Pero claro, en el camino la habían detenido varias señoras para interrogarla.
– Ah, eso no es culpa de tu madre -dijo lady Danbury-. Ella no es la culpable de la sobreabundancia de aburridos en nuestra sociedad. Buen Dios, os parió y crió a los ocho, y no hay ninguno idiota entre vosotros. -La miró seria-. Eso es un cumplido, por cierto.
– Me ha conmovido.
Lady Danbury cerró la boca y apretó los labios formando una línea terriblemente seria.
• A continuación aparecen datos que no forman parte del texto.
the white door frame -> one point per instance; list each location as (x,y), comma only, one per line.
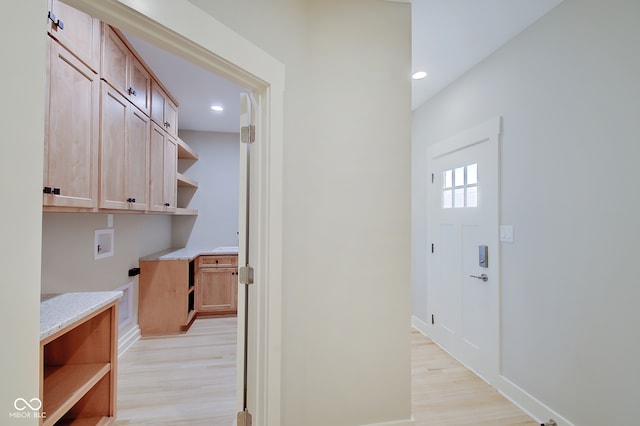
(488,131)
(206,42)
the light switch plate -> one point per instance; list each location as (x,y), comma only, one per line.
(506,233)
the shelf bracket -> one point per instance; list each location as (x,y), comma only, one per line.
(245,274)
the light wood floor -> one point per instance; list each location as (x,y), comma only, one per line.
(190,380)
(444,392)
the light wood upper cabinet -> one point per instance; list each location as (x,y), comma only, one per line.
(217,285)
(124,71)
(77,31)
(72,131)
(165,296)
(124,153)
(163,110)
(162,170)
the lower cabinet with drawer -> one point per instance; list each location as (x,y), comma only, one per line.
(217,285)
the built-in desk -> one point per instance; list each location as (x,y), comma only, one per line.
(78,357)
(167,289)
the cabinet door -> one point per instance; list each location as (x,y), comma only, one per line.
(158,98)
(71,136)
(137,159)
(217,290)
(171,117)
(78,32)
(156,168)
(114,117)
(170,169)
(139,89)
(115,60)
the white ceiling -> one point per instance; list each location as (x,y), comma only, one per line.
(449,37)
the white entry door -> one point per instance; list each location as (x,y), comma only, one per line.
(463,279)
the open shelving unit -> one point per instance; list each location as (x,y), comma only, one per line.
(78,371)
(186,186)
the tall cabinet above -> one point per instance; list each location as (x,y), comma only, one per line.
(111,135)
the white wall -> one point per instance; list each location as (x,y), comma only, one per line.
(346,210)
(216,198)
(68,261)
(22,112)
(568,93)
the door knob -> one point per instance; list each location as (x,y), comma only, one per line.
(482,277)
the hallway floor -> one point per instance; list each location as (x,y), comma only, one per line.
(444,392)
(176,380)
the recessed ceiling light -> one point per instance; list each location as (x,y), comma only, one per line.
(419,75)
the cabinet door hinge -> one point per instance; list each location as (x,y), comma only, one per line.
(245,274)
(244,418)
(248,134)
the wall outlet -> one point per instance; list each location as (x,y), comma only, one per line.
(103,244)
(506,233)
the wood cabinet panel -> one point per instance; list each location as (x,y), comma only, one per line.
(79,32)
(137,159)
(124,148)
(217,290)
(217,285)
(72,131)
(113,149)
(122,70)
(163,110)
(162,173)
(170,170)
(78,371)
(139,86)
(163,300)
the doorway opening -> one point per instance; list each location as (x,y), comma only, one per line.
(264,77)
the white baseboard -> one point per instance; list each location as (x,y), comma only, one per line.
(420,325)
(407,422)
(528,403)
(128,339)
(518,396)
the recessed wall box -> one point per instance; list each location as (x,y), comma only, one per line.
(103,244)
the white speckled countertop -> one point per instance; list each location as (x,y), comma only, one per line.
(60,310)
(189,253)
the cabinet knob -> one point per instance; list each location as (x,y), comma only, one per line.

– Voy a tener que hacer algo -dijo.
– ¿Respecto a qué?
– A la fiesta.
Francesca sintió una sensación horrible en el estómago. Nunca había sabido que la anciana le hubiera estropeado una fiesta a nadie, pero era muy inteligente y capaz de hacer bastante daño si se lo proponía.
– ¿Qué piensa hacer? -le preguntó.
– Ah, no me mires como si estuviera a punto de matar a tu gato.
– No tengo gato.
– Bueno, yo sí, y te aseguro que me enfurecería como un demonio si alguien intentara hacerle daño.
– Lady Danbury, ¿a qué se refiere, por el amor de Dios?
– Ah, no lo sé -dijo la anciana, agitando la mano, irritada-. Puedes estar segura de que si lo supiera, ya habría hecho algo. Pero no voy a armar una escena en la fiesta de tu madre. -Levantó bruscamente el mentón y miró a Francesca, sorbiendo por la nariz en gesto desdeñoso-. Como si yo fuera a hacer algo para herir los sentimientos de tu querida madre.
Eso no tranquilizó mucho a Francesca.
– Bueno, haga lo que haga, por favor tenga cuidado.
– Francesca Stirling -dijo lady Danbury, sonriendo irónica-, ¿estás preocupada por mí?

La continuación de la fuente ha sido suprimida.